ABSTRACT

Manufacturing anything entails waste, regardless of product or of the efficiency of the process by which it is made. Waste, in turn, invariably includes pollution of some sort, in other words contamination of the surrounding physical environment. Thus, from at least the beginning of the industrial revolution, manufacturing operations (as well as other functions undertaken by firms such as moving goods and people from one place to another) have been associated with “negative externalities” involving (usually unspecified) costs associated with environmental degradation that were only very rarely recognized by the companies concerned. It was not until well into the second half of the twentieth century that such pollution could routinely be detected by any other means than the human senses of sight and smell. As a result, the problems associated with pollution by industrial companies were for the most part perceived as profoundly local or regional. Political and regulatory action to address them beyond the regional level therefore began only gradually.
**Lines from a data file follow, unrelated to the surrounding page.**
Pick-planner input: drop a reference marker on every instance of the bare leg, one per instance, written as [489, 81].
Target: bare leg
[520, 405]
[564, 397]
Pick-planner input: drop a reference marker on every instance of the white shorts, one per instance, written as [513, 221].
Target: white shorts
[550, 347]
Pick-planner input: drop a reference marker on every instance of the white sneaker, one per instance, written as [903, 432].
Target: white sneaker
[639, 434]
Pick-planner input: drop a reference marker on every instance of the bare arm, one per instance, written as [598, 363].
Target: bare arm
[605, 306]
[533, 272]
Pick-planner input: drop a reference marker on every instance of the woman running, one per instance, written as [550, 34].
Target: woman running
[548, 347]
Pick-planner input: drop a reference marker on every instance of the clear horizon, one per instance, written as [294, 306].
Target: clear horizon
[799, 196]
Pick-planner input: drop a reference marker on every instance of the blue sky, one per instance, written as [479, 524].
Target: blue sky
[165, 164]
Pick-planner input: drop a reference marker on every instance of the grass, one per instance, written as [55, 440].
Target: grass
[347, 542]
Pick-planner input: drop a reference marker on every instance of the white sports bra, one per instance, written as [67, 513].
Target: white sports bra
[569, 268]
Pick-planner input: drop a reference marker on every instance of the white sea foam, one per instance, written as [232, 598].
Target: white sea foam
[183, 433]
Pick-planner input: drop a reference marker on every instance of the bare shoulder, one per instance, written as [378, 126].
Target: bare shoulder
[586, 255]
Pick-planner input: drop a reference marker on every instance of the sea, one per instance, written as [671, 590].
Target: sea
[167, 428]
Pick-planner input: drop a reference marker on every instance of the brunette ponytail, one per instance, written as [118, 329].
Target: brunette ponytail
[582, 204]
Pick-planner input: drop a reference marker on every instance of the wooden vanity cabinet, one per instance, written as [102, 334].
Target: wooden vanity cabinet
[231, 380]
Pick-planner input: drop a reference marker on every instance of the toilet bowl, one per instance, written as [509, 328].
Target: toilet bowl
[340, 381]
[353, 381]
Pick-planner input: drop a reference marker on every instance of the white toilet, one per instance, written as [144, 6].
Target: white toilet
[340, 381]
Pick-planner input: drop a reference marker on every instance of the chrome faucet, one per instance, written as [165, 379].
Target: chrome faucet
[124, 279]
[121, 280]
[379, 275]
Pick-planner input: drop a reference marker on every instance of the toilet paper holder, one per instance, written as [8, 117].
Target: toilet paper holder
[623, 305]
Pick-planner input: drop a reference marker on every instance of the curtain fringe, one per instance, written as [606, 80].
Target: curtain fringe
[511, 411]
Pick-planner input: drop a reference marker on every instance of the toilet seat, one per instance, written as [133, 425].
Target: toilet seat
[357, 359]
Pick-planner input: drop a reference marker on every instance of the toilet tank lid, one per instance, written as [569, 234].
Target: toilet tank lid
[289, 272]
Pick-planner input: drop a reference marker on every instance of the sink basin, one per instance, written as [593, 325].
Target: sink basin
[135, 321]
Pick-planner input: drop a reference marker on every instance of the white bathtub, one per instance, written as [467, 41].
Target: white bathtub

In other words, it is only relatively recently that broad consensus has emerged of industrial pollution that: involves dangers that cannot be seen or smelled, but rather must be detected by other – often highly technical – means; affects very wide geographic areas, indeed often with global effects; and, has an impact not only on those alive at present, but also future generations (Chick 2015). Pollution control, we have all come to realize, requires concomitant trans- and international action by actors at various levels operating in the public, private, and third sectors.